In the case of IOs, the danger is that prices won't go up as fast as they have been, that they won't go up at all, or, heaven forbid, that they could fall. With any of these scenarios, an owner could find that he's built so little equity in his house that he'll take a loss when it comes to sell.

Interest-only loan originations tend to be greatest in markets where prices are highest, so they "could be problematic" in places where housing prices are out of whack with reality. But overall, Duncan said the new fangled loan does not pose a peril to the housing sector.

Because 35-40 percent of all owners hold their homes free and clear and half the rest have fixed-rate mortgages, only 15 percent or so have any interest-rate sensitivity, he explained. And only half of those are new recent enough owners, so "unseasoned" in mortgage industry parlance that "we don't know how they will act."

The MBA survey, which was released at the group's annual convention in Orlando, also found that while nine out of 10 interest-only loans originated during the first half of 2005 were adjustable rate products, the trend now is toward fixed loans in which the loan amount is amortized over the years after the IO period expires. In other words, with a 10-year IO, total amount borrowed with interest would be paid over the last 20 years.

Published: October 26, 2005

Use of this article without permission is a violation of federal copyright laws.




When Lew Sichelman first started writing about housing in 1969, he was the youngest real estate writer in the country. Now, 37 years later, he's one of the oldest -- and most decorated.

He has been rated the top housing columnist in the country by the National Association of Realtors as well as by his peers in the National Association of Real Estate Editors. Indeed, NAREE has recognized his work on numerous occasions. One year - due to his advancing age, he can't recall which one - he earned top honors in the annual NAREE Journalism Contest in three out of the four major writing categories. It was the first time one writer has won so many NAREE awards in a single year.

Known for his ability to make even the most difficult topics understandable, Sichelman also has been honored by the National Association of Home Builders and the Mortgage Bankers Association.

He began providing in-depth coverage of and consumer-oriented information about housing and housing finance at the Washington Daily News, where he was real estate editor. He held that same position for nine more years at the Washington Star, which purchased the News in 1972.

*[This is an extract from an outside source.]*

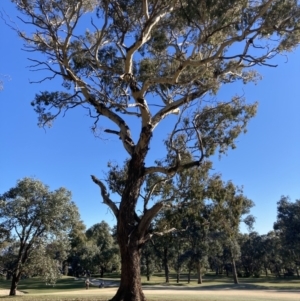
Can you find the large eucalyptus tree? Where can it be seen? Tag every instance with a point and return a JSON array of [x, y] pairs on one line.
[[144, 61]]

The Star, a so-called "writer's newspaper" which also had the misfortune of being an evening paper, was put out of its misery in 1981, and Sichelman, who had begun self-syndicating his column in 1978, decided to become a full-time columnist. Today, his column, "The Housing Scene," is distributed by United Media to newspapers throughout the country.

He also is on the staff of National Mortgage News, an independent newspaper which is considered the bible of the mortgage business. And he writes for numerous other publications, including MarketWatch.com, where he answers readers questions once a week, Sports Illustrated (don't ask), RealtyTimes.com, BigBuilder and others.

Sichelman is married, the father of five and grandfather of eleven.